Ad aggiudicarsi il podio 2025, “La zuppa della felicità” proposta dalla Puglia, realizzata dall’Agrichef Federica Sparascio (Agriturismo “Gli Ulivi” a Tricase, Le) insieme agli studenti dell’Istituto Alberghiero e Turistico – IPSEO “Aldo Moro” di Santa Cesarea Terme (Le). Al secondo posto i tortelli “La mia terra” dell’Emilia-Romagna (Agrichef Federico Mei, Agriturismo “Corte dell’Abbadessa”, Istituto “Vergani Navarra”), terza l’“Anguilla in saor di porri” del Veneto (Agrichef Fiorella Zerbini, Agriturismi “Le Manciane”, “La Barena” e “Le Saline”, Istituto “Elena Cornaro”).  

Dopo la road map in tutta Italia, a contendersi il riconoscimento nazionale, i cuochi agricoltori vincitori delle 7 tappe regionali in: Campania, Emilia-Romagna, Liguria, Piemonte, Puglia, Toscana e Veneto. 

Protagoniste assolute le ricette regionali che da sempre sono testimonianza concreta di sostenibilità a tavola e spreco zero in cucina, capacità di recupero delle materie prime per piatti eccellenti in bontà e genuinità. Un trionfo di sapori e saperi sui quali si è espressa un’esclusiva giuria di esperti, chef e critici gastronomici e food blogger, rappresentanti delle istituzioni. Campioni indiscussi gli allievi degli istituti che hanno aderito alle iniziative sul territorio e i colleghi dell’I.P.S.S.E.O.A. “Amerigo Vespucci”.

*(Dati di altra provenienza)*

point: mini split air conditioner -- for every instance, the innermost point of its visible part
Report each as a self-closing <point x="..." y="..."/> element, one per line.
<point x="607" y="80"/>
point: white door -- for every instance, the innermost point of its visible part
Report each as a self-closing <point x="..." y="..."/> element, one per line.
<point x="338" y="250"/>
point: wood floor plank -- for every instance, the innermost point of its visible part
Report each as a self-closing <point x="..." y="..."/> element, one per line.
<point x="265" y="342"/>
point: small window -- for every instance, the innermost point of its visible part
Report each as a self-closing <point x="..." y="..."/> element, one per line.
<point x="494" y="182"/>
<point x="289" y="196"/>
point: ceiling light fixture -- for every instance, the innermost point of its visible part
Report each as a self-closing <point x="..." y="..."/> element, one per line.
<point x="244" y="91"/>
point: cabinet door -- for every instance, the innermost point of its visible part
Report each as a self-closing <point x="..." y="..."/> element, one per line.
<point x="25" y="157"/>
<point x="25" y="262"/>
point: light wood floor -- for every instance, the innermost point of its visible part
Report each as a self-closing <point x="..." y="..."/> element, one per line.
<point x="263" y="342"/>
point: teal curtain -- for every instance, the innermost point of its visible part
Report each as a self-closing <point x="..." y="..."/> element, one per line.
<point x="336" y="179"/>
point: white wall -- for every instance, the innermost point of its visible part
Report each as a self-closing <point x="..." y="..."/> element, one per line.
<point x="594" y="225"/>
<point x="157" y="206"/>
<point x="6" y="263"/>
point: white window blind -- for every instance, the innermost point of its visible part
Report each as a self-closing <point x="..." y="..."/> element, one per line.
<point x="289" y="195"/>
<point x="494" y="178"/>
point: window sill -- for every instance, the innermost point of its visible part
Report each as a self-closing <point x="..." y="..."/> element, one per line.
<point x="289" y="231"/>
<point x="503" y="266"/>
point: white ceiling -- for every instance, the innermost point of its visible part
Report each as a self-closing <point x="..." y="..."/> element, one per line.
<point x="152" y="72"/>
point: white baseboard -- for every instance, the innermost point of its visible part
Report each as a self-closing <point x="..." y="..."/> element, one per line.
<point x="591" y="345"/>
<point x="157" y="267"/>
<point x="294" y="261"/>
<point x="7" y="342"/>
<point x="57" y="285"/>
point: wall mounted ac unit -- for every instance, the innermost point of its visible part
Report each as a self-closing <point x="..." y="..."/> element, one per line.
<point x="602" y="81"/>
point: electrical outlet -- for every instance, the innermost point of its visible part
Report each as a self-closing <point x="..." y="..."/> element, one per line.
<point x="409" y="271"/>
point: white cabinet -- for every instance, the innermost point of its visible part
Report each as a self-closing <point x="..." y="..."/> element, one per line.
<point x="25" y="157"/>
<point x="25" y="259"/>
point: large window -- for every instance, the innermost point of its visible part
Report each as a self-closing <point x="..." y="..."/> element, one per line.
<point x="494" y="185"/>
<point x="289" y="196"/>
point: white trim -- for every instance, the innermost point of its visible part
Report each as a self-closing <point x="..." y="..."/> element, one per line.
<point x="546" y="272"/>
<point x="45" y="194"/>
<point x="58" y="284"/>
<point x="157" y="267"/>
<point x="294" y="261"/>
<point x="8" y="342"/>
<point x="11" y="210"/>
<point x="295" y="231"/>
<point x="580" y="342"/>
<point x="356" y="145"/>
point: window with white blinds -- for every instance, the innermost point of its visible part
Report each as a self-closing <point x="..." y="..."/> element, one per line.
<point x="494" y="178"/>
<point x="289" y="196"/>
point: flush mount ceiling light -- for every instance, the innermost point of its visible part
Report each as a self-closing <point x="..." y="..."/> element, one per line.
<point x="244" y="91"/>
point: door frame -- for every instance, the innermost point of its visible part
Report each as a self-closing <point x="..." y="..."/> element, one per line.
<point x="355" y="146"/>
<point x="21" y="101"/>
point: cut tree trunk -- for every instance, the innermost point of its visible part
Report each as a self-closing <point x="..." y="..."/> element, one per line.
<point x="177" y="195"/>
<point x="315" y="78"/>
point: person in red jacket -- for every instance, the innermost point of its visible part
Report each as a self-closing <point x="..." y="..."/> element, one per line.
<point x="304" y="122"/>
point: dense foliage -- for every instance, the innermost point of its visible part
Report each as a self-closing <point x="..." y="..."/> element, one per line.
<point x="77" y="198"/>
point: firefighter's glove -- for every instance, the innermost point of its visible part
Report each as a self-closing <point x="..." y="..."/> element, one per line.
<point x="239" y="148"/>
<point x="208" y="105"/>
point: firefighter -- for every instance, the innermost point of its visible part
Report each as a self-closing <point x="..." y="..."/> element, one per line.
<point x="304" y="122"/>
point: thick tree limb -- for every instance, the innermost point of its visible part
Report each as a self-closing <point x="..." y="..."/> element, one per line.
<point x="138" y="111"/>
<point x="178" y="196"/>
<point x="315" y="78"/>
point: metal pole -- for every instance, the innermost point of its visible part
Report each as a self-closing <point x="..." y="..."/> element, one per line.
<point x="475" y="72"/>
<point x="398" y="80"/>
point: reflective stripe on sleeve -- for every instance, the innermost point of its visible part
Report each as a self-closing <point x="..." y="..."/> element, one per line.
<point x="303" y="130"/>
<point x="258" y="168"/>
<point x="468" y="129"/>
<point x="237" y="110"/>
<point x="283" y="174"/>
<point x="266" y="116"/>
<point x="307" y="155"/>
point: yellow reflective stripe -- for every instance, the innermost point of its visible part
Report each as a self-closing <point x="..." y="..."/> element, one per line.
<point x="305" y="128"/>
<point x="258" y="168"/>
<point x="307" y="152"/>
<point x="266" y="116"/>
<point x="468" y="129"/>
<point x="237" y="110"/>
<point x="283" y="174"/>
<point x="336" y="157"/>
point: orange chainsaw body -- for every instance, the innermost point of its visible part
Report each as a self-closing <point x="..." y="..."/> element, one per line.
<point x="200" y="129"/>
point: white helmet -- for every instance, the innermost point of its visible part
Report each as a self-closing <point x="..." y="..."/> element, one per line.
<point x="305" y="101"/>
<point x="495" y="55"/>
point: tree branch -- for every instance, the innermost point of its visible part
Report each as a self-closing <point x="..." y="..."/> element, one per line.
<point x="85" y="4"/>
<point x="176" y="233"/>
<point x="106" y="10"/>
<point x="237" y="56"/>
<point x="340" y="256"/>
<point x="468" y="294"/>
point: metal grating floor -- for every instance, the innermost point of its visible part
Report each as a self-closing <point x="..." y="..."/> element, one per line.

 “In tempi di guerre che destabilizzano intere comunità, soprattutto le più piccole, le loro abitudini e consuetudini a tavola, tutelare la qualità del cibo Made in Italy e, prima ancora, la sicurezza alimentare globale -hanno detto i presidenti nazionali di Turismo Verde, Mario Grillo, e di Cia, Cristiano Fini- vuol dire anche rinnovare l’impegno di Agrichef Festival nella promozione della cucina contadina e, soprattutto, tra le giovani generazioni. Inoltre, -hanno aggiunto- sentiamo l’urgenza di diffondere l’impegno costante, per natura, di agrichef e agricoltori per la sostenibilità e il riciclo, un patrimonio valoriale fatto di ricette che devono entrare nelle scuole, arrivare a futuri cuochi, restare nelle peculiarità degli agriturismi, pilastro importante nelle aree interne”.   

“Agrichef Festival di Turismo Verde-Cia fa sempre più parte della nostra scuola –ha sottolineato il dirigente dell’Istituto alberghiero ‘Amerigo Vespucci’, Fabio Cannatà-. Un’opportunità in cui crediamo perché mette in condivisione la cultura del nostro territorio che è sempre più plurale pur rimanendo una. Il progetto è importante per l’incontro che crea tra studenti, insegnanti, agrichef e mondo agricolo. Rende possibile quella che è la missione principale della scuola far nascere e crescere relazioni di valore”.